На скинутых тулупах, как в носилках, выносили головы во двор, ссыпали капустными кочанами в пустую бочку, выкаченную из подклети.

С крыши пламя, ранее робевшее, быстро перекинулись на стены верхнего этажа, лизнуло наличники окошек девичьей. С шумом рванулся оттуда воздух, затем и языки пламени принялись дразнить небо. А опричники, не оставившие там, в девичьей, как они думали, ничего живого, ясно услышали тоскливый вой. Кто-то, сгорая заживо в боярском доме, не мог выбраться из пламени пожара.

Опричники перекрестились неуверенно. Не за помин души — откуда душа у продавших её нечистому. Прося у Бога благословения.

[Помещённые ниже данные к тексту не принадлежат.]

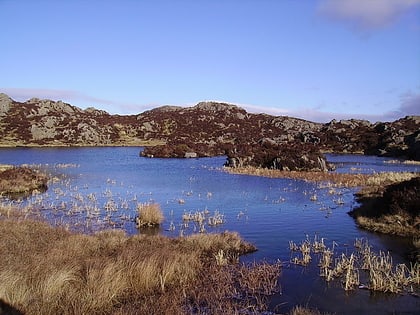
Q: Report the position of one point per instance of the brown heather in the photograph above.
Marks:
(21, 180)
(46, 270)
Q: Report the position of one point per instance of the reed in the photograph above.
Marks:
(149, 214)
(47, 270)
(378, 268)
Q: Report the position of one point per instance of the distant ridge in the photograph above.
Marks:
(208, 129)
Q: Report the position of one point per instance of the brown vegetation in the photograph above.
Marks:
(21, 180)
(207, 129)
(362, 268)
(149, 214)
(393, 210)
(370, 182)
(47, 270)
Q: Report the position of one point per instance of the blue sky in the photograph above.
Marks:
(314, 59)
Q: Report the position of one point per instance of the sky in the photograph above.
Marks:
(314, 59)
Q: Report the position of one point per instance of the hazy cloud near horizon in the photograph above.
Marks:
(366, 14)
(410, 105)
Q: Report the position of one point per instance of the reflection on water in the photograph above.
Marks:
(98, 188)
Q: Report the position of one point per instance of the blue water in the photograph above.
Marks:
(99, 188)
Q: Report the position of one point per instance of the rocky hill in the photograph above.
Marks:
(207, 129)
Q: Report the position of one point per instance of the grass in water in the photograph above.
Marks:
(149, 214)
(46, 270)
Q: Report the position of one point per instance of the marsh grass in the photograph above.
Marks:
(21, 180)
(47, 270)
(377, 269)
(149, 214)
(334, 179)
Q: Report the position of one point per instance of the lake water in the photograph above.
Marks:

Дымы поднимались в разных концах Новгорода Великого. Потом уже, сойдясь вечером вместе, перебивая друг друга, опричники станут рассказывать невероятное. Как пономарь одной из церквей, загнанный на колокольню, бросился вниз, расправляя выросшие за спиной острые крылья, прорезавшие стихарь; и был расстрелян из пистолей и пищалей. Как через стены и пол светлицы купеческого дома поползли змеи, и никак не справиться было с ядовитыми гадами, кроме как сжечь проклятый дом, а сам купец стал страшным, зелёным и чешуйчатым, и не брали его свинцовые пули, но взял бердыш. Как хватали опричных коней за копыта руки мертвецов, проросшие на церковном погосте... Многое рассказывали, но ещё о большем умолчали, потому что не могло быть такого, привиделось, наверное.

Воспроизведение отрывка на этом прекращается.